3) Make sure they understand the message.

While the training process depends on the employee and his or her level of background knowledge of the automotive industry and the dealership operation, Billings says it’s still critical that the outside salesperson understand the ins and outs of the operations, the dealership’s core values and mission, and how each department works. Upon hiring a new outside salesperson, Billings will have the employee spend time in the store, meet all the salespeople and support staff and work with the wholesale parts team to truly understand the operation before going out and calling on accounts. He says that some OEMs are also very diligent about sending their own trainers out train outside sales staff.

 

4) Identify target markets.

While Billings doesn’t have a minimum number of accounts he requires the outside salesperson to call on per day—he preaches quality visits over quantity—he says he maximizes the sales person’s time by putting together a list of accounts in a geographic area. You don’t want the salesperson spending all day driving from one end of town to another, he says.

Billings does recommend seeing each account on a quarterly basis, and increasing that number if it’s a new account.

 

5) Make it a team effort.

Beyond working with the wholesale staff during the training period, Billings says it’s important that the wholesale staff supports the outside salesperson at all times. Your team has a wealth of knowledge, Billings says, and can help the salesperson set up routes, make suggestions, note accounts they’re having issues with, etc.

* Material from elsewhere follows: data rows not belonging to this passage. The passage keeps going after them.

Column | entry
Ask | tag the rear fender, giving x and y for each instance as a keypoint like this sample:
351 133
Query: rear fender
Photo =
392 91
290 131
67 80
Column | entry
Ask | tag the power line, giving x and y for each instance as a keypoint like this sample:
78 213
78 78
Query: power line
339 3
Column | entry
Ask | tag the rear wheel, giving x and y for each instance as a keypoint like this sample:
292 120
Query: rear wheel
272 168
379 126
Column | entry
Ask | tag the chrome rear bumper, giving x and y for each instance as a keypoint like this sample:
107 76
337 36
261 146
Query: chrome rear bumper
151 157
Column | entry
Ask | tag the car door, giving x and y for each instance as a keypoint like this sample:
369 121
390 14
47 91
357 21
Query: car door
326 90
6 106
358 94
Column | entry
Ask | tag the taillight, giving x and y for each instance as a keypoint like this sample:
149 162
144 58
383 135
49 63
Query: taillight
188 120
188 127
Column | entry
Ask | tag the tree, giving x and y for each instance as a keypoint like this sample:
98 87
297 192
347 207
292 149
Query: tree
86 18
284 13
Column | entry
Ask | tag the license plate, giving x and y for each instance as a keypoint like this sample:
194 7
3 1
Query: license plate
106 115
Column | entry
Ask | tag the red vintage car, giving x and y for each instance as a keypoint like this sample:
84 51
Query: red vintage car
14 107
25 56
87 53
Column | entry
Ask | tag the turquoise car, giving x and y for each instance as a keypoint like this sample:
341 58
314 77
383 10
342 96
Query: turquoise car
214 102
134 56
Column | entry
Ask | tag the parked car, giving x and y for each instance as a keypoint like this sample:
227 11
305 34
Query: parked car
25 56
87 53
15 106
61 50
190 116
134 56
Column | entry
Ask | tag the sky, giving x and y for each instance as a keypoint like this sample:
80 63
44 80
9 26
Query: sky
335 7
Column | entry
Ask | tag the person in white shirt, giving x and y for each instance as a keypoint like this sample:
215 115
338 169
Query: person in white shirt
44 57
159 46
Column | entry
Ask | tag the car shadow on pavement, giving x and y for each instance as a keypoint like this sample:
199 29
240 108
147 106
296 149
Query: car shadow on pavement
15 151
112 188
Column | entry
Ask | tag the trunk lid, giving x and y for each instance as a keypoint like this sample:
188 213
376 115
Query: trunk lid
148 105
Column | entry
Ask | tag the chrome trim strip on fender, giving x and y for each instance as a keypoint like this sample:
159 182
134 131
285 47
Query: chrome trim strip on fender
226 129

“They can tell if it’s an account that’s not giving us first shot on parts and he’ll go out and try to find out why and put together a presentation about why it would be better to buy from us,” he says.

 

6) Tailor the sales presentation.

No two accounts are alike, and the outside salesperson needs to keep that in mind when creating a sales presentation. The sales presentation should speak specifically to the account at hand, addressing their challenges, programs and needs. Billings recommends taking advantage of the sales sheets that various OEMs generate and allow dealerships to customize.

 

7) Track results.

While Billings doesn’t have specific benchmarks he uses for his outside salesperson, he does monitor all his sales calls using a program called PSX. Within that system, the salesperson inputs his daily contacts, who he talked to, what they talked about and the account’s purchases. Billings prints out a report every day and a weekly summary that goes to the general manager and owners. The reports also help the outside salesperson determine with which accounts they should be spending more time.

“With so many accounts that you’re trying to monitor, it’s easy to have them slow down purchasing or quit purchasing altogether and not say anything about it,” Billings says. “It’s a tool that helps us isolate those accounts and then talk to them.”

 

8) Provide meaningful help.

As the industry has changed over the years, so too has the outside salesperson position. With so many new programs utilized—like CollisionLink, ParsTrader and CCC ONE in collision and MARS and RepairLink on the mechanical side—Billings says the position has become more of a trainer, helping shops learn how to utilize and maximize the use of these programs, or training new employees on the functionalities.

Over the years, he’s also considered outside-the-box ways to maximize the value of the outside salesperson. One way he’s done so is by hosting powertrain and collision clinics three or four times per year. During those events, 40-60 clients will come in and a trainer will present on a variety of different subjects pertaining those clients, in addition to providing dinner and door prizes.